Besides having vegetables for consumption, Esther has been able to sell the surplus to raise money for books and pens for her two children who are in primary school. During our visit to the project site, Esther's brother, Kwashirai Chimwanda, was watering some of the produce. "As a family we embrace the situation our sister is in and we are so grateful to CARE for coming up with a program that has made life easier for us," said Kwashirai.

The Sezani AIDS Support Group in Gwanda is another example where FFA can draw people together, not only to receive assistance but to support each other.

When asked whether people feared being labeled when they came forward to receive support, member Florence Dube responded, "As for being labeled, we would rather come out in the open and get professional assistance than die in ignorance. Since the introduction of these projects people have been encouraged to get tested because they realize there are benefits to be drawn from declaring one's status. Generally people are accepting that AIDS is like any other disease. Tell me, is there anything new about this disease? At the end of it all, everyone is dying -- we are all affected."
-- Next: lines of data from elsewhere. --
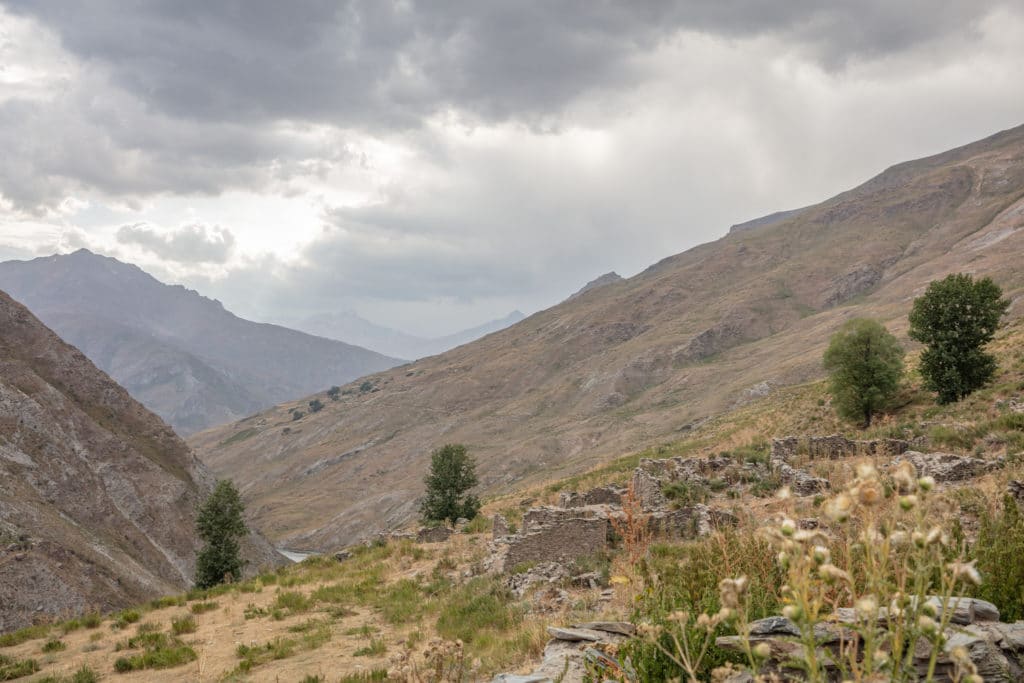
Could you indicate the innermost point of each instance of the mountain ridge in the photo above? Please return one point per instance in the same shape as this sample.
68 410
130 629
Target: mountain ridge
350 328
629 366
182 354
98 492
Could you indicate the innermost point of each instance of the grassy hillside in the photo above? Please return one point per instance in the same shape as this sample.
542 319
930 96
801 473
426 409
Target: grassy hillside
632 364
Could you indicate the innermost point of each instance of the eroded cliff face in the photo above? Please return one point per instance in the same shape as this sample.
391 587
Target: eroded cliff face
97 496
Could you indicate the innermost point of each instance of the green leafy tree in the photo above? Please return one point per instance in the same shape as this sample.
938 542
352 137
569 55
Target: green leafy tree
220 525
865 364
954 318
453 473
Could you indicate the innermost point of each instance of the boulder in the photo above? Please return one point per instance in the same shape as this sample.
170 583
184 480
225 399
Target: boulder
948 466
433 535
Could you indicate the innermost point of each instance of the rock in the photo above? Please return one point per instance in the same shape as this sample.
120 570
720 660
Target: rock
968 610
800 481
576 635
948 466
588 580
622 628
499 526
1016 488
433 535
773 626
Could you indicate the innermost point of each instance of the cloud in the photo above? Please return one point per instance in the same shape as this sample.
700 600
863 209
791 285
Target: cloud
402 157
188 244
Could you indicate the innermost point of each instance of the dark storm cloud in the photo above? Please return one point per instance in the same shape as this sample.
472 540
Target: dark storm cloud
381 65
188 244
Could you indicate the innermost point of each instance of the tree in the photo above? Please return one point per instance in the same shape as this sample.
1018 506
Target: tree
220 525
865 364
453 473
954 318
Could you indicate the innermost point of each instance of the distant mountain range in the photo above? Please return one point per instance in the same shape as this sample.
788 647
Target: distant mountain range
349 327
181 354
97 496
630 364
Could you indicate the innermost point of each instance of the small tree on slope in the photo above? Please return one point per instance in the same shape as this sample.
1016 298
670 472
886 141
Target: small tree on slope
220 525
954 318
453 473
865 364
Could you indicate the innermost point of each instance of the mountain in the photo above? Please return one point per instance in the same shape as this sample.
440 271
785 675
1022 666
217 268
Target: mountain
634 364
97 496
606 279
182 355
349 327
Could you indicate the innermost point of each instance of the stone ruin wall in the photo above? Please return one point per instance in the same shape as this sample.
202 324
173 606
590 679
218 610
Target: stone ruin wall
565 541
835 446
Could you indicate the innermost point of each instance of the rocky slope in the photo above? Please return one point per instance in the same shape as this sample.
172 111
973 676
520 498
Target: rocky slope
635 361
97 496
182 355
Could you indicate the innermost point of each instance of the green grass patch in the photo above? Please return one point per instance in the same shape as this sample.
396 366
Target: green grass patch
476 608
374 676
203 607
183 625
11 668
376 648
159 657
24 635
54 645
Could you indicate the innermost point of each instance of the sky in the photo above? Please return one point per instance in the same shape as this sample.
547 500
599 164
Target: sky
434 165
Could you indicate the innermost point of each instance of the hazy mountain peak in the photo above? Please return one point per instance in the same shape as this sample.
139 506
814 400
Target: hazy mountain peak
181 354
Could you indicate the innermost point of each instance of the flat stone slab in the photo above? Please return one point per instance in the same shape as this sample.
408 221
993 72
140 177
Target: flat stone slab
773 626
576 635
621 628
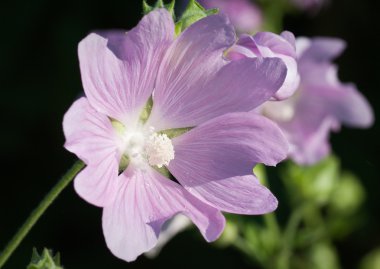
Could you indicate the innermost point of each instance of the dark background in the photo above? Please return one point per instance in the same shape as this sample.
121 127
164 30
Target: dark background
39 79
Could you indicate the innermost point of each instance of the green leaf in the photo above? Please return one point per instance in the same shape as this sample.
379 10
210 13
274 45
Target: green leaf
193 13
322 256
312 183
45 261
349 196
159 4
372 260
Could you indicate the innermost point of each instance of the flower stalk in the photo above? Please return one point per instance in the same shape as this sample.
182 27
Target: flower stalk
38 212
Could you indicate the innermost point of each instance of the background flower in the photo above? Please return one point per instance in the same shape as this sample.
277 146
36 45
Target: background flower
320 105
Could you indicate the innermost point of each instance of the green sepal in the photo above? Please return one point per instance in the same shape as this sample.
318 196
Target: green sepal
145 113
45 261
193 13
159 4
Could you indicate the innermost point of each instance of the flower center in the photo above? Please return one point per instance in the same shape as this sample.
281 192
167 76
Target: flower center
281 111
159 150
146 146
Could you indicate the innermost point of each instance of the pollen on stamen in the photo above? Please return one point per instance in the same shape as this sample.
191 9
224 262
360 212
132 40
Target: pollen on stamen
159 150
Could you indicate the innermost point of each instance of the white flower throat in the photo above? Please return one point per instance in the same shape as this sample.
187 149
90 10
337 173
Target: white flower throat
142 145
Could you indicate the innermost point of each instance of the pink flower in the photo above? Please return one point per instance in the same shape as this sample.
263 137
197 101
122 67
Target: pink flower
270 45
320 105
244 15
192 86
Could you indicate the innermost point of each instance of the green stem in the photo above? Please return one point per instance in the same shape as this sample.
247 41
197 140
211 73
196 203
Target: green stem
37 213
288 238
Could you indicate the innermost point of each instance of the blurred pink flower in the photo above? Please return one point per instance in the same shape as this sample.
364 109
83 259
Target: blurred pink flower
320 105
270 45
192 86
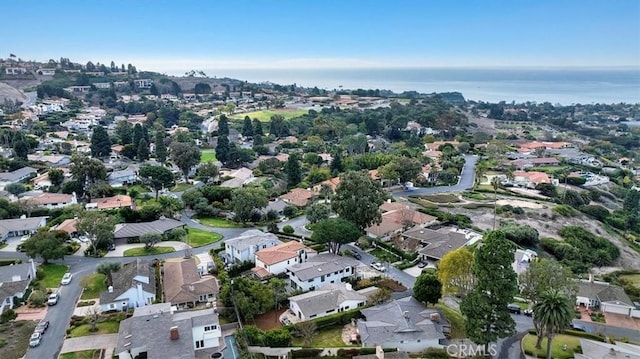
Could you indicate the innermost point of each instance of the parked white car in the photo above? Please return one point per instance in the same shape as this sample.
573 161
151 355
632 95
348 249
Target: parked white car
378 266
66 279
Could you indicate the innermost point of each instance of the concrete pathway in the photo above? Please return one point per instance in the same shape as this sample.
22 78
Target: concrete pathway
100 341
119 251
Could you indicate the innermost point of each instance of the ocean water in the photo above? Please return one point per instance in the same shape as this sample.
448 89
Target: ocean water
558 86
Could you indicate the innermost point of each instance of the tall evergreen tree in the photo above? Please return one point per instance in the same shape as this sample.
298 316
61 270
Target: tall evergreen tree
223 126
100 143
293 170
485 306
138 134
257 127
247 127
160 147
143 150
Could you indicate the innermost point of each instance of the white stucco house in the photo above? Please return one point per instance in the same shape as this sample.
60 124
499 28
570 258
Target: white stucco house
134 285
244 247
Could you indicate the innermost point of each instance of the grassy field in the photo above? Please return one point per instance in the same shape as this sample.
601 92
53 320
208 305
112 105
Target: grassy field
14 338
326 338
84 354
265 115
529 342
181 187
208 155
456 319
141 251
93 284
219 222
199 238
103 328
52 274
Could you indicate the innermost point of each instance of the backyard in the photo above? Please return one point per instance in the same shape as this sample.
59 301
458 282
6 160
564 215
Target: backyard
199 238
142 251
14 338
529 342
93 284
265 115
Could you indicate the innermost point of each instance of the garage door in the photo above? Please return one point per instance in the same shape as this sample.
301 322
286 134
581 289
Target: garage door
614 308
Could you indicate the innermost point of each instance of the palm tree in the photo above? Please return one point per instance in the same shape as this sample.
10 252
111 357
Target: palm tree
495 183
554 312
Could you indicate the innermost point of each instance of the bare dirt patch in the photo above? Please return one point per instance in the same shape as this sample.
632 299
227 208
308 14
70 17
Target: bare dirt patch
518 203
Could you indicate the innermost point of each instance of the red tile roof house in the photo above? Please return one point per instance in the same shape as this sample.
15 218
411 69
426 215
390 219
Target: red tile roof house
396 218
299 196
276 260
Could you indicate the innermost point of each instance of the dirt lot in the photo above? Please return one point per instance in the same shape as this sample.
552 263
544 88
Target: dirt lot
15 336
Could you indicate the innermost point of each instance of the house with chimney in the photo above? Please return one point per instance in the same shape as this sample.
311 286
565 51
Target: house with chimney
183 285
320 270
134 285
275 260
158 331
330 299
405 324
244 247
14 281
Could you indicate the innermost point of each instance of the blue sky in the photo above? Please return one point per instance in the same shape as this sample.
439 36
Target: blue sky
186 34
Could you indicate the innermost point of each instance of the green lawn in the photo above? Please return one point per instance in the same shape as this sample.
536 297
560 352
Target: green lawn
208 155
219 222
84 354
141 251
324 338
529 342
53 274
103 328
455 318
181 187
93 285
199 238
265 115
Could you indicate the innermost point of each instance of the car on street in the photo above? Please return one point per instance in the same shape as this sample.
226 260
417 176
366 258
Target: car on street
514 309
34 341
378 266
53 298
42 327
66 279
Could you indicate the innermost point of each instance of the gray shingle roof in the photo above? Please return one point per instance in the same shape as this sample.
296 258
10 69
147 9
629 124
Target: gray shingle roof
327 298
321 264
124 279
160 226
402 319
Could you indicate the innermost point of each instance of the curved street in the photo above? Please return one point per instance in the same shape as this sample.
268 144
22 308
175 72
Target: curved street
80 266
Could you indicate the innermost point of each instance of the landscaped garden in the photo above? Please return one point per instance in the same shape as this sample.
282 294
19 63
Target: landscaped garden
557 350
93 284
142 251
199 238
14 338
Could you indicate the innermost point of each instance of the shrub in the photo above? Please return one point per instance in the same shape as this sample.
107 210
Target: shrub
288 229
7 316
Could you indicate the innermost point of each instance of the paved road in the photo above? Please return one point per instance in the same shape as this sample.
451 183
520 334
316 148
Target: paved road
467 177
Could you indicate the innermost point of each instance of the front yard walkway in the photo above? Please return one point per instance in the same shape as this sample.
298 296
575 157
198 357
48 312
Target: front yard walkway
100 341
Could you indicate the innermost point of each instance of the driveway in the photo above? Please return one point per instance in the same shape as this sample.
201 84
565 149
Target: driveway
100 341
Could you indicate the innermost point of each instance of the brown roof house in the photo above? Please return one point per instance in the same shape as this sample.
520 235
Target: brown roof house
397 217
298 196
184 286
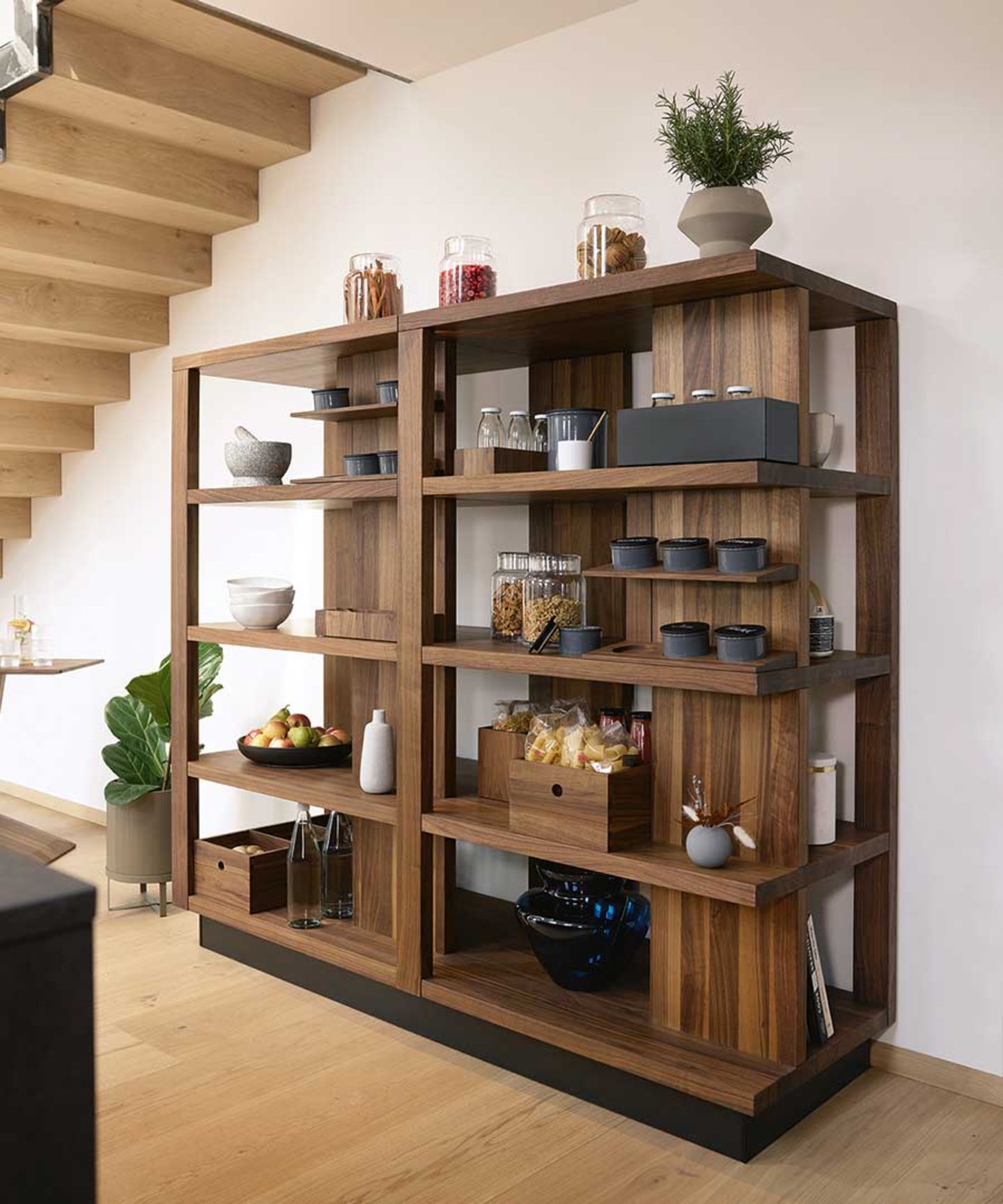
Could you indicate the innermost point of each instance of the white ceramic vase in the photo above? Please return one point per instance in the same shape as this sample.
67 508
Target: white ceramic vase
377 764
Staff have been using a new C-SAFE Tool: a Checklist that helps them to analyze new projects with HIV and AIDS in mind (see note below). This more structured approach has been welcomed by staff, as the CARE Gweru HIV/AIDS Focal Point Person, Abel Wande, noted: "Working together on FFA planning and implementation creates opportunities for the people most affected by HIV to do something proactive, and to develop social network groups that will continue to support each other in future. Thus we are creating not only a physical asset but social capital as well."